It’s not street photography. In this project, I try to capture the feel of everyday life in South East Asia.

I was inspired by Nick DeWolf’s photo trips to SE Asia in the early 1970s… but obviously time marches on and South East Asia has changed considerably.

There are motorbikes… lots of motorbikes. Small motorbikes (100-125cc) are often the only means of family transport in Asia. Complete with luggage and chickens, this family of 5 were travelling through Vientiane in Laos. I tried to ask the guy about their journey, but he couldn’t speak English.

 

In Thailand, it is common for young men to spend time in the temple as Buddhist monks. It’s a big event for the family with many rituals.
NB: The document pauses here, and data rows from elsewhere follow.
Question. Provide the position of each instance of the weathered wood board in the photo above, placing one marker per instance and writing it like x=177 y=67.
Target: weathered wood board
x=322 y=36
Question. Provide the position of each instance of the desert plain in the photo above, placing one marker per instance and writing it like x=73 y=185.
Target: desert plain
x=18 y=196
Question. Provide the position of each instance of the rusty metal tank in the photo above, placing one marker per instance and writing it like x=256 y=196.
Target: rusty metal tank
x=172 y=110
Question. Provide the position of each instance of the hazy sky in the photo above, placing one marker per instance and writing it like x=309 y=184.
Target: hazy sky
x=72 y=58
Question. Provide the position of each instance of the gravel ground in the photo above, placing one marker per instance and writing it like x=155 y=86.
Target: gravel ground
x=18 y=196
The walk to the temple is lively with music, dancing and alcohol.

 

One of the most troubling things in Thailand is the total disregard for personal safety on motorcycles. Crash helmets are rarely worn. Parents carry babies and toddlers. The Buddhist belief when you die, you come back again doesn’t help… nor does the Thai logic if you lose a child, it’s easy to make another.

 

Most Thais are Buddhists and Buddhism is a big part of daily life in Thailand. Early every morning, monks walk through towns and villages collecting Alms. On New Year’s Day in Krabi, all the monks descend from the temple into the town for a mass Alms giving.

 

Like all Asian countries, Thailand is a land of stark contrast. Away from cosmopolitan Bangkok and the ‘famous’ tourist beaches, life in the provinces is much different. Parts of the village where I live are virtually Third World with no made up roads, open drains and rickety power supplies.